- R1820

General information
- Type: Naval torpedo, dive bomber and reconnaissance aircraft
- National origin: United Kingdom
- Manufacturer: Supermarine
- Number built: 2

History
- First flight: 6 February 1943

= Supermarine Type 322 =

Aircraft

The Supermarine Type 322 was a prototype British carrier-borne torpedo, dive bomber and reconnaissance aircraft of the Second World War. A single-engined monoplane, it was unsuccessful, with only two examples being built. The Fairey Barracuda, built to the same specification, filled the role.

==Design and development==
The Type 322 was designed by Supermarine to meet a 1937 requirement (Specification S.24/37) for a replacement for the British Royal Navy's Fairey Albacore biplane (even though the Albacore was yet to fly, with orders placed both with Supermarine and with Fairey Aviation for what became the Barracuda. Supermarine's design was a high-wing monoplane, originally intended to be powered by the Rolls-Royce Exe engine. It had a variable-incidence wing, first demonstrated on the French Paul Schmitt biplane at the Paris Airshow in 1913.

Variable incidence allowed the fuselage to be kept at the optimum angle for good visibility whilst maintaining lift – particularly useful for a carrier-borne aircraft and with a tail-wheel undercarriage.

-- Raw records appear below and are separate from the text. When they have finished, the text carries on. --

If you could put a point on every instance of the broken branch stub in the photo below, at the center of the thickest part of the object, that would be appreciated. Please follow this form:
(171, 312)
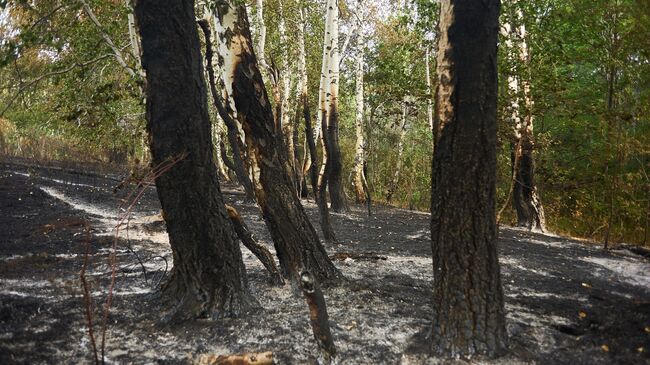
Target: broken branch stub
(318, 316)
(263, 358)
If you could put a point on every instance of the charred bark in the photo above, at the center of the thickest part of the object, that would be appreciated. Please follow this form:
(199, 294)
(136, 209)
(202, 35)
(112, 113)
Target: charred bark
(240, 168)
(296, 242)
(208, 278)
(258, 250)
(469, 314)
(309, 137)
(333, 149)
(530, 213)
(321, 197)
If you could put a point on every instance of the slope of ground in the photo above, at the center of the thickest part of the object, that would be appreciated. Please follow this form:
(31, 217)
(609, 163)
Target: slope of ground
(567, 302)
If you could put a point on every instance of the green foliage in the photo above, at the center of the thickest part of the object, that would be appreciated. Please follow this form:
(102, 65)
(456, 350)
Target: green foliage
(63, 95)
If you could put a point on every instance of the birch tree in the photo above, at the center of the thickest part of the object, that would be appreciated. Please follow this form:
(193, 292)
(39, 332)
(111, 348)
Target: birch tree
(468, 313)
(296, 242)
(332, 146)
(525, 197)
(208, 278)
(359, 178)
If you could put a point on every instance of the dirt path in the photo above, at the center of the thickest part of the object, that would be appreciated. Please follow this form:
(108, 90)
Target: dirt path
(567, 302)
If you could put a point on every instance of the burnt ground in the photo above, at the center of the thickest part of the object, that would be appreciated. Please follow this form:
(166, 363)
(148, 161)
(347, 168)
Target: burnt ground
(567, 302)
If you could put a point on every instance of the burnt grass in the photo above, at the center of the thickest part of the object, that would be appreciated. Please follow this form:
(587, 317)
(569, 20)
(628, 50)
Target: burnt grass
(564, 306)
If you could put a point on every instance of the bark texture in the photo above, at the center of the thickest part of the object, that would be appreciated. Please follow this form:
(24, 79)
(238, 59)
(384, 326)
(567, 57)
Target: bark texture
(258, 250)
(296, 242)
(208, 278)
(335, 178)
(469, 315)
(525, 196)
(359, 178)
(238, 149)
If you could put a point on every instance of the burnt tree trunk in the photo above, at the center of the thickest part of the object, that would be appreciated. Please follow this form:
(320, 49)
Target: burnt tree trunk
(208, 278)
(296, 242)
(251, 244)
(321, 197)
(335, 178)
(469, 314)
(238, 155)
(530, 213)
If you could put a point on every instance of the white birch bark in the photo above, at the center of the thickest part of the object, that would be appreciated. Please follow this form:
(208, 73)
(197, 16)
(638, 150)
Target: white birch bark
(229, 54)
(261, 37)
(400, 152)
(427, 55)
(287, 126)
(359, 157)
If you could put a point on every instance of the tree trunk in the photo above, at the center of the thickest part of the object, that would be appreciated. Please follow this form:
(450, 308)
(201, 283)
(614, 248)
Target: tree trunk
(359, 157)
(429, 97)
(216, 142)
(400, 151)
(246, 237)
(239, 155)
(208, 278)
(530, 212)
(469, 314)
(296, 242)
(335, 178)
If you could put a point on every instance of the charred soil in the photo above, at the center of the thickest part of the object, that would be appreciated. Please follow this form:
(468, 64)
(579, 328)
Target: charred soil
(566, 301)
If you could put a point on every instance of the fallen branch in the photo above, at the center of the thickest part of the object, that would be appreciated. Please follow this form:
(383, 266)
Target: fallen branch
(318, 316)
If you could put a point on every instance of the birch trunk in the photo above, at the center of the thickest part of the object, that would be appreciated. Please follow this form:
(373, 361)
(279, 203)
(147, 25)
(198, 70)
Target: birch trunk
(296, 242)
(359, 158)
(237, 145)
(208, 278)
(335, 178)
(400, 151)
(429, 89)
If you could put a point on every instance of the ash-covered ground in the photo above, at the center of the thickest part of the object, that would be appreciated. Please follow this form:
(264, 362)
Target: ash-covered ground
(567, 301)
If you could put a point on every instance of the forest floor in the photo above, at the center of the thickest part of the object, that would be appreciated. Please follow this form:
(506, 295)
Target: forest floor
(567, 302)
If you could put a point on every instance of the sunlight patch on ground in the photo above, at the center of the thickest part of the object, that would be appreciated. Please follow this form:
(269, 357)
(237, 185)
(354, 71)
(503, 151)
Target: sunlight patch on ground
(512, 263)
(629, 271)
(69, 183)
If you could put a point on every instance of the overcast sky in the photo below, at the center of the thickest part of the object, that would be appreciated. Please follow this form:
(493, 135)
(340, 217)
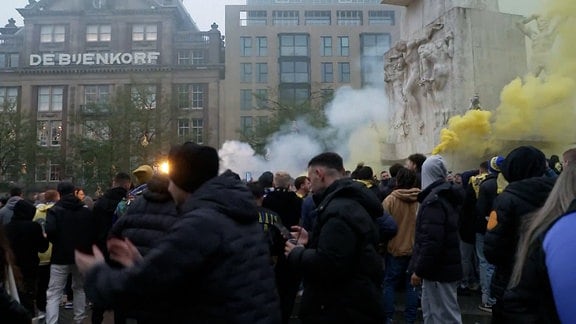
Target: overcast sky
(206, 14)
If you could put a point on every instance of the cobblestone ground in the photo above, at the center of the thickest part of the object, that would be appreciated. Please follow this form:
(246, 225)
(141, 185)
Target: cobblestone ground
(468, 305)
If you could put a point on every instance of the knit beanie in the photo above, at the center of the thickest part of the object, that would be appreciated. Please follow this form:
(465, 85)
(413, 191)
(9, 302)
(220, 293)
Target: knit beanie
(24, 210)
(524, 162)
(191, 165)
(65, 188)
(433, 170)
(143, 173)
(495, 164)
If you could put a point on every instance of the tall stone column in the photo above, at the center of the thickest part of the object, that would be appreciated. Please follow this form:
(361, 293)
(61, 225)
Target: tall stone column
(449, 52)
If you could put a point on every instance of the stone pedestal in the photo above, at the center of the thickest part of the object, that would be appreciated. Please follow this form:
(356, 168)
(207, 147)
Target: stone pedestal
(451, 50)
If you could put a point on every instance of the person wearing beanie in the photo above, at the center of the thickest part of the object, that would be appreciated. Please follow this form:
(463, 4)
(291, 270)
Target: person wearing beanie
(51, 196)
(69, 226)
(213, 257)
(436, 262)
(527, 190)
(7, 209)
(27, 240)
(487, 193)
(341, 268)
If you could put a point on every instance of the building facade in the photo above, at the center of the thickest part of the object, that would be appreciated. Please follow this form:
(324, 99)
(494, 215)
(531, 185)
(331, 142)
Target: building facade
(130, 77)
(294, 50)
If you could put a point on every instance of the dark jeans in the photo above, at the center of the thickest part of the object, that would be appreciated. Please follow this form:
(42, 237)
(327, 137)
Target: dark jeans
(396, 272)
(287, 283)
(42, 286)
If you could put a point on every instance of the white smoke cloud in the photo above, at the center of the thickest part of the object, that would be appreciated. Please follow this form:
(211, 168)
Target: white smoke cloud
(355, 122)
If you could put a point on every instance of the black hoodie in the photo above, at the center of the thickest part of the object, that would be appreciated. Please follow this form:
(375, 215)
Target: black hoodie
(341, 268)
(26, 238)
(214, 257)
(527, 191)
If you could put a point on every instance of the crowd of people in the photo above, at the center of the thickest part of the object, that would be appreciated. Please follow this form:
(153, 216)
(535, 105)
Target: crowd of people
(200, 246)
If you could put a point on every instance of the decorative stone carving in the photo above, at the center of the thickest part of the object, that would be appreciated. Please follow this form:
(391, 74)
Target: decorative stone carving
(543, 37)
(409, 56)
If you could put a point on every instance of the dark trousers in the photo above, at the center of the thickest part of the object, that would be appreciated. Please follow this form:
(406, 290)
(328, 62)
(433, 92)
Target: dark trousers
(497, 313)
(42, 286)
(287, 283)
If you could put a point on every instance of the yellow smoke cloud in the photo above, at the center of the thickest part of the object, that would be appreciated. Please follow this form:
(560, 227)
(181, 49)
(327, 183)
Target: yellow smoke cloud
(471, 130)
(531, 109)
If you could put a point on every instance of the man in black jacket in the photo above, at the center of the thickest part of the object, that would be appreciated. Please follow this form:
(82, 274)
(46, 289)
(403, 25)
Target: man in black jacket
(436, 261)
(213, 257)
(341, 267)
(69, 226)
(104, 213)
(527, 191)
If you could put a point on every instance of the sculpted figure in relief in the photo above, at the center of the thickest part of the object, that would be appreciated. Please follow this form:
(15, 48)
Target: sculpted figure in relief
(543, 37)
(411, 58)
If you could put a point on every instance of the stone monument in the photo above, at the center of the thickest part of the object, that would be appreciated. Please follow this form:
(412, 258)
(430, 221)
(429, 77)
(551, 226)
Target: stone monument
(450, 51)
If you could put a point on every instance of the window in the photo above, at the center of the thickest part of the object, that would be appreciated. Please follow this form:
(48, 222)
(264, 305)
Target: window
(295, 96)
(261, 72)
(294, 72)
(327, 72)
(50, 98)
(98, 33)
(8, 98)
(198, 130)
(285, 17)
(349, 17)
(144, 96)
(183, 129)
(52, 34)
(47, 171)
(198, 57)
(49, 133)
(245, 72)
(343, 46)
(253, 18)
(96, 130)
(317, 17)
(142, 32)
(245, 99)
(385, 17)
(245, 46)
(375, 44)
(9, 60)
(187, 57)
(190, 96)
(261, 98)
(246, 125)
(183, 57)
(294, 45)
(95, 94)
(344, 70)
(326, 46)
(54, 172)
(262, 46)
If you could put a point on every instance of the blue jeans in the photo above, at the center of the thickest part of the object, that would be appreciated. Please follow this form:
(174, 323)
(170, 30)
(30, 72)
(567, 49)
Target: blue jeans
(468, 264)
(396, 271)
(486, 271)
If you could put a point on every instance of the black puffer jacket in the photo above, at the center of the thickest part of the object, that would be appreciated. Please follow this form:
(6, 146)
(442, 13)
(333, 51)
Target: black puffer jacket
(27, 240)
(518, 200)
(341, 268)
(148, 218)
(486, 195)
(104, 209)
(69, 226)
(436, 255)
(214, 258)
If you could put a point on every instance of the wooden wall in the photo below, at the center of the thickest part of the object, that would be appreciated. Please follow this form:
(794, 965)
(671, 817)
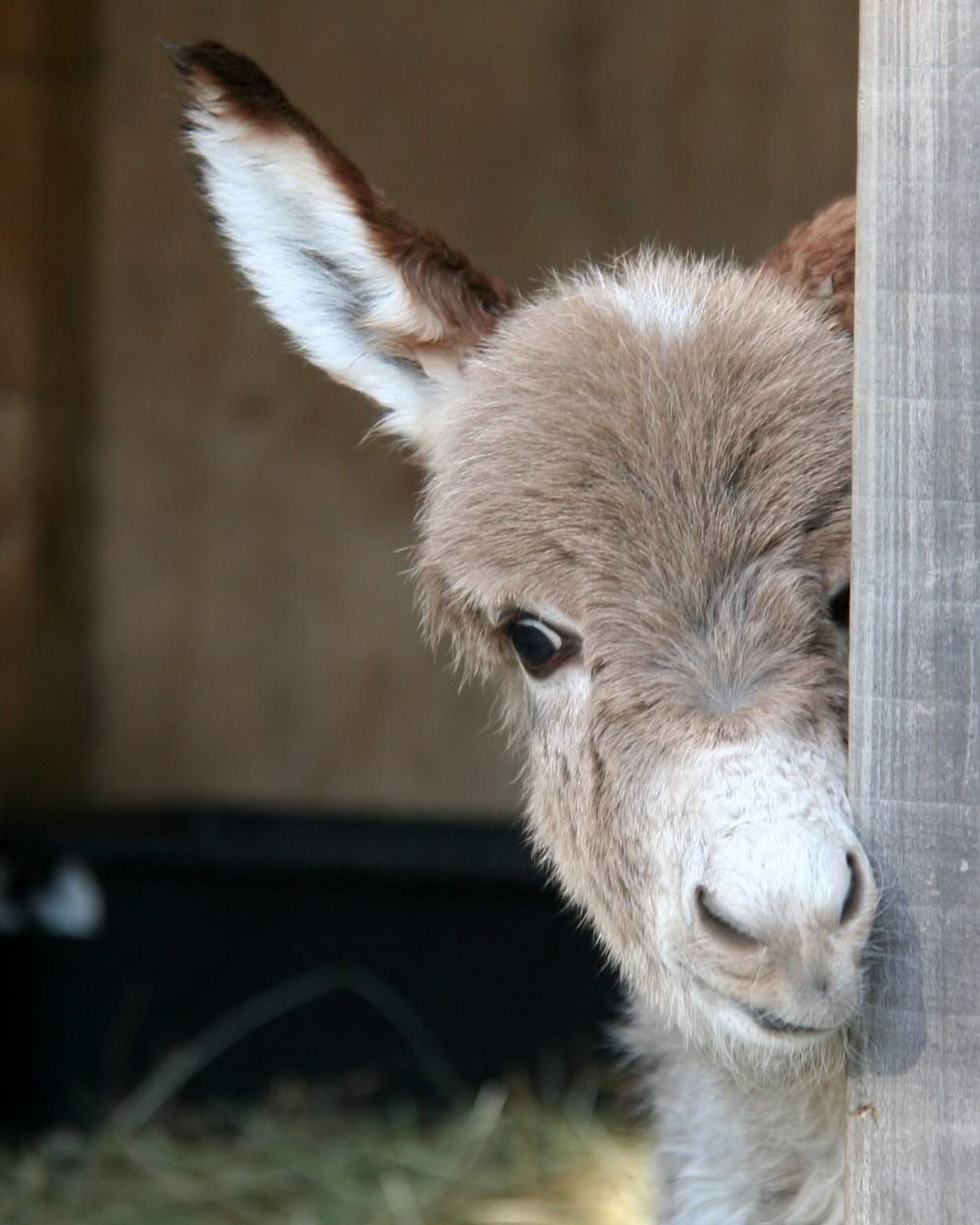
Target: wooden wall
(914, 1143)
(250, 632)
(46, 77)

The incidence could be varied from 2 degrees when the flap setting was neutral, to 16 degrees when the flaps were lowered to 60 degrees. The lift coefficient with the wing at this setting was 3.9 (double that of conventional and contemporary aircraft), giving a stalling speed of 57 kn. Since it was intended for carrier use, the wing also folded – a remarkable technical achievement in view of the small increase in structural weight involved. The undercarriage was a fixed tailwheel type to save complexity. It would have been very challenging to retract the landing gear into the wings. It was primarily of wooden construction, in common with the Albemarle bomber since, when it was being built, there was a danger of light alloy being in short supply. The Exe was cancelled in 1938, and the Rolls-Royce Merlin was substituted in the design.

==Operational history==
Two Type 322s, nicknamed "Dumbo" owing to the type's corpulent appearance, were built. Originally due for completion in early 1941, the project was delayed owing to the priority in force for the production of Spitfires. The first prototype (R1810) flew on 6 February 1943, followed by the second prototype (R1815) with the Merlin 32 in place of the Merlin 30, a four-blade rotol constant speed airscrew, a tail of greater area and alclad covered outer wings. By this time Fairey's competing design had entered service as the Fairey Barracuda, and the two Type 322s were used as experimental aircraft. A developed version was planned as the Supermarine Type 380. It was also intended that this wing technology was to be incorporated in a replacement for the Sea Otter – variable incidence benefiting seaplanes where the optimum angle of the floats can be maintained during takeoff and landing.

Postwar, R1815 was retained by the company and was used in 1946 for chase in the low-speed handling trials of the Supermarine Attacker jet fighter.